I had not seen my family in years so it was the first time they would meet my daughter who was now 10. I was disappointed that my family didn’t warm up to my daughter anymore than my wife’s.

In a painful picture, my daughter is standing with her new “cousins,” in front of the Christmas tree. My sister’s two sons have an arm around each other, loving brothers, smiling brightly. They stand a good foot away from my daughter, showing her the affection one might expect for a stranger who just walked in the door.

My daughter stands alone, as in the dance studio, clasping her hands.

During Thanksgiving one year, I noticed a trick some of her cousins on my wife’s side of the family played on her to get rid of her for the day.

They pretended to play hide-and-seek with her in the big yard overlooking the river and made her constantly be the one searching for the rest. Eventually, they sneaked inside the house together and left her outside. My daughter continued to look in vain and then started to cry.
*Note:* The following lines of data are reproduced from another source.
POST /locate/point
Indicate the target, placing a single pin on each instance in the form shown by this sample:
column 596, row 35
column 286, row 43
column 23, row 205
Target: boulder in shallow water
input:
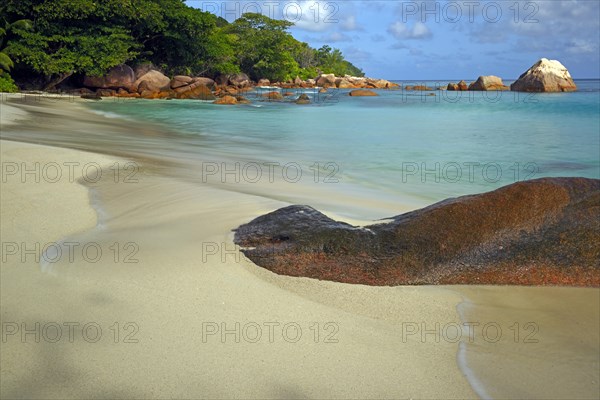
column 326, row 81
column 303, row 99
column 273, row 96
column 153, row 81
column 226, row 100
column 545, row 76
column 539, row 232
column 180, row 80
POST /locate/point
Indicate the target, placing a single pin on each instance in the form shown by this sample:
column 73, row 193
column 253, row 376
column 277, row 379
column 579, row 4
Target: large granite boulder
column 209, row 83
column 326, row 80
column 121, row 76
column 303, row 99
column 180, row 81
column 276, row 96
column 153, row 81
column 539, row 232
column 226, row 100
column 490, row 82
column 545, row 76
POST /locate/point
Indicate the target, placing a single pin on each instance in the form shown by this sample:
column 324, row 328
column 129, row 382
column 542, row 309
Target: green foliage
column 331, row 61
column 88, row 37
column 7, row 84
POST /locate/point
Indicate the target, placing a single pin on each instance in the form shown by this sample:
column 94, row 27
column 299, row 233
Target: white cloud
column 402, row 31
column 350, row 24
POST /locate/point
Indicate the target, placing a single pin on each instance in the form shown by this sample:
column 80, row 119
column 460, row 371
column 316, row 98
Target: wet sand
column 183, row 314
column 163, row 318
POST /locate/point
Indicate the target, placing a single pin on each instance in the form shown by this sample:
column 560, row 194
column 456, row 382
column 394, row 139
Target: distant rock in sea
column 538, row 232
column 487, row 83
column 362, row 93
column 545, row 76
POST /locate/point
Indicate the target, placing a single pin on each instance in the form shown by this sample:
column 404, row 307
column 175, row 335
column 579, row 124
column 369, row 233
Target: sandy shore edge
column 352, row 344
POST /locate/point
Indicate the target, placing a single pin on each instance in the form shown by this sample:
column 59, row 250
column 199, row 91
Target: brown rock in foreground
column 539, row 232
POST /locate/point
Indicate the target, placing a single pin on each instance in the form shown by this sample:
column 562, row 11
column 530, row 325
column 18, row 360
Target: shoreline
column 230, row 292
column 371, row 320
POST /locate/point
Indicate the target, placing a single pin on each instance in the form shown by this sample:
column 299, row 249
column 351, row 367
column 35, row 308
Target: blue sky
column 445, row 39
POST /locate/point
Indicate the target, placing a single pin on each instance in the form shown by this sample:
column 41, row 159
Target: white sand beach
column 183, row 314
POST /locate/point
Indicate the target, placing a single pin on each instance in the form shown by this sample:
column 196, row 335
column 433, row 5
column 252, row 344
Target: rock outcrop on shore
column 539, row 232
column 152, row 84
column 545, row 76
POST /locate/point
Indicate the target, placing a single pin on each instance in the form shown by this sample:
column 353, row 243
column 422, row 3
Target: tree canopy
column 88, row 37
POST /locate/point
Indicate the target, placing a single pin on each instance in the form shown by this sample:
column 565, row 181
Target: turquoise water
column 404, row 146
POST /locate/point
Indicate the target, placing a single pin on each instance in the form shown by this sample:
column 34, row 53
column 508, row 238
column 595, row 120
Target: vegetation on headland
column 64, row 38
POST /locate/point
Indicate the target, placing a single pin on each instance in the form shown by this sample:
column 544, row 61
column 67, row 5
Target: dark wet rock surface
column 539, row 232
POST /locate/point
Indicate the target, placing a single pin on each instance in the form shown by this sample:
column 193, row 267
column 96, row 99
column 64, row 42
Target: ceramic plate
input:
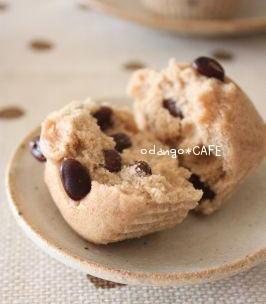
column 249, row 20
column 200, row 249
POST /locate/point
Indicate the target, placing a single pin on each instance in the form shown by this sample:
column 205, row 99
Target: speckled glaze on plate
column 198, row 250
column 251, row 19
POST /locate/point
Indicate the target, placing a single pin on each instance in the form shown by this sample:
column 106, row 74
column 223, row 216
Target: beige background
column 87, row 57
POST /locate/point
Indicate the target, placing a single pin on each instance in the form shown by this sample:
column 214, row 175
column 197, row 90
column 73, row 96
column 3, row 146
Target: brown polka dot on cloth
column 103, row 284
column 11, row 112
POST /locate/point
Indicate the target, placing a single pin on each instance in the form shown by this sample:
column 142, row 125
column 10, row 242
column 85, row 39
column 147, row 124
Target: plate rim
column 103, row 271
column 185, row 26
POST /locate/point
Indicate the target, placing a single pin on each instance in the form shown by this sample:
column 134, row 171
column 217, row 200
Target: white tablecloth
column 86, row 59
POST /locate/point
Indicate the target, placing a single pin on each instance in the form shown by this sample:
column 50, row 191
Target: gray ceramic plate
column 200, row 249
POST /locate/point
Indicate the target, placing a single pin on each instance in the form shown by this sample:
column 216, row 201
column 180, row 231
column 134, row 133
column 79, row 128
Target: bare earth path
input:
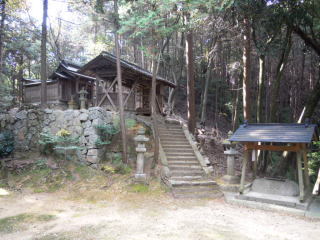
column 136, row 216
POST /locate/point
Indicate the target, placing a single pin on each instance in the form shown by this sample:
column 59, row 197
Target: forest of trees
column 232, row 60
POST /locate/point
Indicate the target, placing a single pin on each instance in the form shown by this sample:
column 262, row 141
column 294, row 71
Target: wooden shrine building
column 98, row 78
column 277, row 137
column 62, row 85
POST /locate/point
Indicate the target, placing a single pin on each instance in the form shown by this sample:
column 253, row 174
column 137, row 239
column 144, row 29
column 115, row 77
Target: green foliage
column 139, row 188
column 62, row 142
column 314, row 162
column 105, row 132
column 21, row 221
column 6, row 143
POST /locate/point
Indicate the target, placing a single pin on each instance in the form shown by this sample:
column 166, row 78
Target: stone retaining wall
column 27, row 125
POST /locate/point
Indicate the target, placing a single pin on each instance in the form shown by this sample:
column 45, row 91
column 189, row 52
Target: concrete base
column 313, row 210
column 231, row 179
column 140, row 178
column 286, row 201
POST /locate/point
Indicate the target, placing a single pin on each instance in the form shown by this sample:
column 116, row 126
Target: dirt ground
column 143, row 215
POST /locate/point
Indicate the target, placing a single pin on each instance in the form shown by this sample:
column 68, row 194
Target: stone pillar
column 231, row 178
column 231, row 153
column 140, row 176
column 83, row 98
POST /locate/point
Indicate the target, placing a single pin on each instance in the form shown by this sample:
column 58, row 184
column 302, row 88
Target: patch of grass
column 84, row 233
column 138, row 188
column 20, row 222
column 84, row 171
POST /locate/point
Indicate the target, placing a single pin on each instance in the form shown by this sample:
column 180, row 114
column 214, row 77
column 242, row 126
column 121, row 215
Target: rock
column 21, row 115
column 86, row 124
column 48, row 111
column 32, row 116
column 83, row 117
column 97, row 122
column 75, row 122
column 282, row 188
column 46, row 121
column 92, row 159
column 52, row 117
column 76, row 113
column 92, row 139
column 89, row 131
column 92, row 152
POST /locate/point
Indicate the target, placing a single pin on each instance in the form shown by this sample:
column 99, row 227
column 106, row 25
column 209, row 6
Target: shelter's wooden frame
column 301, row 150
I tried to console her, but she pushed me away.

At a wedding a couple years back, I saw how they tried to ditch her another way.
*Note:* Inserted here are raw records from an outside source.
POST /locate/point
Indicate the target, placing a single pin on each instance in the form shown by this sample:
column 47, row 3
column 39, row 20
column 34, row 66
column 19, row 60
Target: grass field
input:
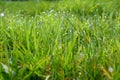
column 60, row 40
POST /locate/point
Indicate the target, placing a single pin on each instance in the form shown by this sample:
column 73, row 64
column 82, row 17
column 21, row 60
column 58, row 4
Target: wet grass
column 65, row 41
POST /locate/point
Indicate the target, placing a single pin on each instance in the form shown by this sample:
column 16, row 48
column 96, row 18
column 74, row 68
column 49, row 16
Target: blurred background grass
column 79, row 7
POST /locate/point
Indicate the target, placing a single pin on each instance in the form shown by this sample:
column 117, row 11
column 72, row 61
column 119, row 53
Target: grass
column 60, row 40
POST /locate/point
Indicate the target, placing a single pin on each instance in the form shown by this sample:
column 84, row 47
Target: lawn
column 60, row 40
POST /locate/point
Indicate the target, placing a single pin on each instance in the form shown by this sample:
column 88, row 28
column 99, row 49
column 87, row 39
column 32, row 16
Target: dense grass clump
column 62, row 40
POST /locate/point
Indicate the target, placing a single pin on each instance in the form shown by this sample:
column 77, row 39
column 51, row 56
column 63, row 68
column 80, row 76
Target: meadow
column 60, row 40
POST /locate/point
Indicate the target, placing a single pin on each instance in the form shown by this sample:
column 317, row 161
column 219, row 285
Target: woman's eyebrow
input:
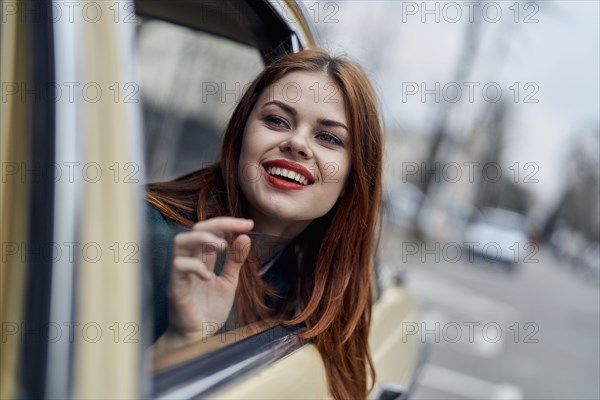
column 285, row 107
column 332, row 123
column 291, row 110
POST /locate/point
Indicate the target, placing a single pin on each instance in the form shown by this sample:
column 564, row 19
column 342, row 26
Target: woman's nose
column 298, row 145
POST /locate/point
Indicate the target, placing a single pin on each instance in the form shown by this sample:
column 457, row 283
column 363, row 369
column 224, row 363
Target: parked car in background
column 139, row 92
column 498, row 236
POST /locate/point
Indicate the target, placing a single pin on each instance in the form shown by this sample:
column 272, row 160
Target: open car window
column 189, row 82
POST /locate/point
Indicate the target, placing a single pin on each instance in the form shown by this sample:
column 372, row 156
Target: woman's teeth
column 286, row 173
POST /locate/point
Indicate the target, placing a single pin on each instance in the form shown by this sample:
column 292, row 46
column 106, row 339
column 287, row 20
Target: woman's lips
column 281, row 183
column 291, row 166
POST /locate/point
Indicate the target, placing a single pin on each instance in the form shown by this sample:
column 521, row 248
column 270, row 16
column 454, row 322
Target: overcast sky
column 550, row 54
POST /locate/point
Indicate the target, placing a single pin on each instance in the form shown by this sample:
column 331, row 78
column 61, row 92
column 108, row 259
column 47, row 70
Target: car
column 100, row 98
column 497, row 236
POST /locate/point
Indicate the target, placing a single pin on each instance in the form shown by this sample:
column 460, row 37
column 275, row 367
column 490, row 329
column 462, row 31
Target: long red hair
column 334, row 285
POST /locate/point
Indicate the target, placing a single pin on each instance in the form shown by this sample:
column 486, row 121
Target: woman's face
column 295, row 156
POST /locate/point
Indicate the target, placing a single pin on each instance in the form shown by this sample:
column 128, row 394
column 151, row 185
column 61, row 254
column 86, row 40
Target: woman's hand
column 199, row 300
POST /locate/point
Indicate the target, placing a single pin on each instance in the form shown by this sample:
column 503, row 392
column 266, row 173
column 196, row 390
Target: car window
column 189, row 83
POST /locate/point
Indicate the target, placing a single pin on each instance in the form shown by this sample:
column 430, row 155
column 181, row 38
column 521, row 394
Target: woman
column 301, row 160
“Your mom is looking for you,” was what they would say. My daughter went looking for my wife, and when she found out it wasn’t true, the cousins were gone.

Two birthdays ago, my wife invited her cousins and other relatives to my daughter’s birthday party. At midnight the day before, my wife was still frantically calling people to beg them to come. Some had not responded at all.

“This is the worse birthday party,” my daughter cried the next day when only a few of us were there. One of her older cousins in her twenties and her mother gave her a hug.

Last summer, at church camp, one of her cousins told my wife bluntly at the start of the week, “Keep Rylee away from me and my friends.”

Her niece was embarrassed of her daughter in public, which made my wife cry.

My daughter is 18 now, her mind younger than her chronological age. She has [LEARNED?earned] to be less social, asking less frequently for friends or cousins who deserted her long ago.

Sometimes I get irritated at my wife for doting over her nieces, buying them numerous presents for their birthdays and hanging their pictures on our walls. No one asks how our daughter is doing, I tell her, invites her to hang out, or requests pictures of her to put up.

Except for a handful of special education kids at school, my daughter’s companionship comes from me, my wife, her cat Diamond and her phone. My daughter’s last birthday party was just a simple dinner, cake and presents in our house with my wife and her mom.

We are finding different places to spend the holidays, too.

Last Christmas, we exchanged presents on a beach front patio on a beautiful sunny morning in Saint Maarten. We went snorkeling, zip-lining and rode four-wheelers across both the Dutch and French sides of the island’s landscape.

After the cousin told my wife to keep our daughter away from her and her friends, we decided to find a different place for Thanksgiving and Christmas this year too. If they are ashamed of my daughter, at church of all places, they won’t see her at family functions anymore.

When everybody is freezing on the East Coast, we will open presents, this time on a balcony overlooking the Pacific Ocean, go see monkeys in the rainforest and take a ferry to Taboga Island to spend a day on the beach.

Slowly but surely, we are finding places to spend the holidays where my daughter can be herself without being judged, where we, as a family, belong.

Jose Cardenas is a service member who lives in Virginia with his wife and daughter whom he adopted at age 3 when he married her mom. Though deployments often take him away from home, he sees his most important mission, together with his wife, helping his daughter transition into an adult.